= Munyua Waiyaki =

Kenyan politician

Dr. Fredrick Lawrence Munyua Waiyaki (12 December 1926 – 25 April 2017) was a Kenyan politician. He served as Minister for Agriculture, Minister of Foreign Affairs, and as a Member of Parliament for the Kasarani Constituency.

==Early life and education==
He attended Alliance High School up to 1945. He then attended Adams college where he studied physics, chemistry and mathematics before he proceeded to University of Fort Hare in Eastern Cape Province in South Africa for his bachelor of science degree. He arrived at Mombasa by sea from South Africa in 1951 after which his father introduced him to Jomo Kenyatta and Mbiyu Koinange at a restaurant along Latema road in Nairobi. A few months later he went for further studies in Britain which he pursued until he returned to Kenya in 1958. He was offered a job by the Kenyan government to work as a medical doctor a position he served for less than a year since he retired and opted to set up his own clinic along Victoria Street (which is now known as Tom Mboya Street).

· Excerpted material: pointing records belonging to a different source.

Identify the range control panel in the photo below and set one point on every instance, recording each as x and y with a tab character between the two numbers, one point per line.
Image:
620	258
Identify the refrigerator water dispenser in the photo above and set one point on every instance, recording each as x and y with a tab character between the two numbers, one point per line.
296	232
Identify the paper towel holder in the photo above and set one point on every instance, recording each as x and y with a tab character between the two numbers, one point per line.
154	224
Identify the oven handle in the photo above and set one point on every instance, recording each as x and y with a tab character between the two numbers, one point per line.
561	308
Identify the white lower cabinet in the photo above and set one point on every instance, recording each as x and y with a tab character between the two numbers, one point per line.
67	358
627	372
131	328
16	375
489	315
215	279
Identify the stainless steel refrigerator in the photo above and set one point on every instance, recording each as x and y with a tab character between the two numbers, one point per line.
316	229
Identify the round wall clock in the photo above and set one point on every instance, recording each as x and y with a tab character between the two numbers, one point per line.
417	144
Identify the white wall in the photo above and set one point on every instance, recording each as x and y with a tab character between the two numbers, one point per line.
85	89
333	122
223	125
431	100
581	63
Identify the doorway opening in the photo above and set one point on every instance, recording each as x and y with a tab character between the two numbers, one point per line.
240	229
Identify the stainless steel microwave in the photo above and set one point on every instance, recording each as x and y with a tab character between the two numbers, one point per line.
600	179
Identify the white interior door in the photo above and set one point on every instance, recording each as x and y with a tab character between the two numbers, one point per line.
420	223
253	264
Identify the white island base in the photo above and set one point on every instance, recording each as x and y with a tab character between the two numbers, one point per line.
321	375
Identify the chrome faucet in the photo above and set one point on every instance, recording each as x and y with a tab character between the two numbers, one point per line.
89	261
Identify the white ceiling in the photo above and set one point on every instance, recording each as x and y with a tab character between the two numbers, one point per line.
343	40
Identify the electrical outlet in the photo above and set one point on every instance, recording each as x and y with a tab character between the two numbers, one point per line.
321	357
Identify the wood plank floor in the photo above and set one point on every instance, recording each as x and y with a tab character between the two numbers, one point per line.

At the same time he started becoming active in politics since he served as the District chairman for Kenya African National Union (KANU) for the period of 1960-1968.

==Political career==
In 1962 he challenged Tom Mboya for the Nairobi East parliament seat but he lost by 2668 votes to 31407. He entered into parliament for the first time in May 1963 as a Member of Parliament for North Eastern Nairobi (now Kasarani) and he also became the Permanent Secretary for the Ministry of Health and Housing. In 1963, he was appointed as Parliamentary Secretary.

==Death==
On 25 April 2017 it was reported that Waiyaki had died in Aga Khan Hospital in Nairobi while undergoing treatment.